Conforme se infere do que antecede, o R. reconhece expressamente o direito da A. a auferir “os prémios por perda de rendimento referentes aos anos de 2003, 2004 e 2005, no valor total de € 16.942,08” – os quais, de resto, são objecto de encontro de contas com o montante que o R. decidiu ter sido indevidamente recebido pela A. – e os prémios de manutenção respeitantes a 2003 e 2004, no valor de EUR 5.038,00, atinentes às parcelas 4 e 5, limitando-se a condicionar o seu pagamento à regularização, pela A., da decisão de reposição de EUR 3.992,08.

Ora, tendo em conta que, na parte em que reconhece o direito da A. a auferir tais montantes, esse acto se revela inimpugnável, e que, bem assim, a única condição a que o R. adstringia o pagamento desses valores deixará de existir na ordem jurídica, nos termos e com os fundamentos que supra se expenderam, dúvidas não restam a este Tribunal acerca do direito da A. à percepção de tais valores, em cujo pagamento se condenará o R., a final, conforme peticionado.

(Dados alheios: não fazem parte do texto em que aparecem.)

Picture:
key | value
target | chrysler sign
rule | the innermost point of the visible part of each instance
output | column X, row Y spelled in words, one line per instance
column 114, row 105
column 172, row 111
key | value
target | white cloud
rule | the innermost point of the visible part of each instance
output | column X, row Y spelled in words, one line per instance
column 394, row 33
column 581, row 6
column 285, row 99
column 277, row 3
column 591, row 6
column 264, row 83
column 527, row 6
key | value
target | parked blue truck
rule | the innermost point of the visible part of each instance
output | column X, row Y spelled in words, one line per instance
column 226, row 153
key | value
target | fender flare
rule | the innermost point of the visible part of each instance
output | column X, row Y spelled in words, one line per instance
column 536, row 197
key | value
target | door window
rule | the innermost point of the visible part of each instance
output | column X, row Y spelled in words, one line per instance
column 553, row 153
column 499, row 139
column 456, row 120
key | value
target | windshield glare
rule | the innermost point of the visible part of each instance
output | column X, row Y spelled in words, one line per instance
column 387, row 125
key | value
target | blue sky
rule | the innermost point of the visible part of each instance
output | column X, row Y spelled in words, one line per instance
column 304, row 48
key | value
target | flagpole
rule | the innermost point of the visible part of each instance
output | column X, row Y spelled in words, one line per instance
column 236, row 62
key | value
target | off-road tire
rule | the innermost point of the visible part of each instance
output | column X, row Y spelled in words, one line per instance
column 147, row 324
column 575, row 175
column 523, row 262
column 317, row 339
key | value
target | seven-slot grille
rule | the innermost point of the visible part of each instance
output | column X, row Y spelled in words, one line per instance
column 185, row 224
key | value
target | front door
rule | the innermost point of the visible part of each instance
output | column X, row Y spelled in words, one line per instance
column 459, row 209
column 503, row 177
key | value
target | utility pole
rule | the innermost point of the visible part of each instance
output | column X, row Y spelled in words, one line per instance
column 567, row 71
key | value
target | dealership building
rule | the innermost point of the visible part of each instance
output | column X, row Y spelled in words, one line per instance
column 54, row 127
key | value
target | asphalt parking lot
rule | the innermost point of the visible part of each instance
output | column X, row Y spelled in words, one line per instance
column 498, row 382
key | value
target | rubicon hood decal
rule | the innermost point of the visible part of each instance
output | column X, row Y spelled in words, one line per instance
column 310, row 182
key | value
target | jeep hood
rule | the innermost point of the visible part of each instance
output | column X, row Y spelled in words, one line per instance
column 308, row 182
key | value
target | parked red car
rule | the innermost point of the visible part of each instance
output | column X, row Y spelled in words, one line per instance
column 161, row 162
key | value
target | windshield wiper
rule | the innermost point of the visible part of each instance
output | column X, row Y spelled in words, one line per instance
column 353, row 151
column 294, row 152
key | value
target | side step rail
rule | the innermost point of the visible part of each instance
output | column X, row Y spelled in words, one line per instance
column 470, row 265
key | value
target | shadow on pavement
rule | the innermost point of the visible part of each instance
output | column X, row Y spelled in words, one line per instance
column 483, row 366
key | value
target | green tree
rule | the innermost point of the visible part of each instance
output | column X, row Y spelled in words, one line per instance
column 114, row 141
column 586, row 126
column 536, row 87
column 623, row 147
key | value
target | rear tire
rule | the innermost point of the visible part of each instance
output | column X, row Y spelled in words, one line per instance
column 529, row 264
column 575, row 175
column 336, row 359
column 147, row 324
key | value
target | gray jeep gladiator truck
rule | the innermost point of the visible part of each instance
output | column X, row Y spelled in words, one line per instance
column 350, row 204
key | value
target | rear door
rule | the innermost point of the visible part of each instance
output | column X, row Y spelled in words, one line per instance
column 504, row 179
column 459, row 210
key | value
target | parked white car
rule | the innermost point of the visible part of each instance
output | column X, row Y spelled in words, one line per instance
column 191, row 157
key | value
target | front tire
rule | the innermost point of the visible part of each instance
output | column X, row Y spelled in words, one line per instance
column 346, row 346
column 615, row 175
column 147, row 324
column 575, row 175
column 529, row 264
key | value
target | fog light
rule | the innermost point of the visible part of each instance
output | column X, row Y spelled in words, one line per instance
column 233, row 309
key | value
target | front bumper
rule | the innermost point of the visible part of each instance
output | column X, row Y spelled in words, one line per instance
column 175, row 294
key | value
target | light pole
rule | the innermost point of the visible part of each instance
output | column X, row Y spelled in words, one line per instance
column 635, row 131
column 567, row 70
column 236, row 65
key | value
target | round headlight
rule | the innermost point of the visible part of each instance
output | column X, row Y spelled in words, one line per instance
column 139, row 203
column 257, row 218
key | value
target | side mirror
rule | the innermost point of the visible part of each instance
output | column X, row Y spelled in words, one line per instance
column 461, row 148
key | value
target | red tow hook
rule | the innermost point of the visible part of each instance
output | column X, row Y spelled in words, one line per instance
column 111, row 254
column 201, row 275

Finalmente, e no que tange ao pedido de condenação do R. ao pagamento dos custos associados à garantia bancária constituída pela A. (cf. facto 5. firmado supra), tendo em vista a suspensão de eficácia do acto ora impugnado, facilmente se conclui que o mesmo deverá, de igual modo, ser julgado procedente, atento o princípio de responsabilização civil extracontratual do Estado e demais entidades públicas que se encontra postulado no artigo 22.º da CRP – princípio esse que, de resto, subjaz ao artigo 171.º do Código de Procedimento e de Processo Tributário (compêndio para o qual remete o artigo 50.º, n.º 2, do CPTA), aí se admitindo genericamente a possibilidade de indemnização em caso de garantia indevida.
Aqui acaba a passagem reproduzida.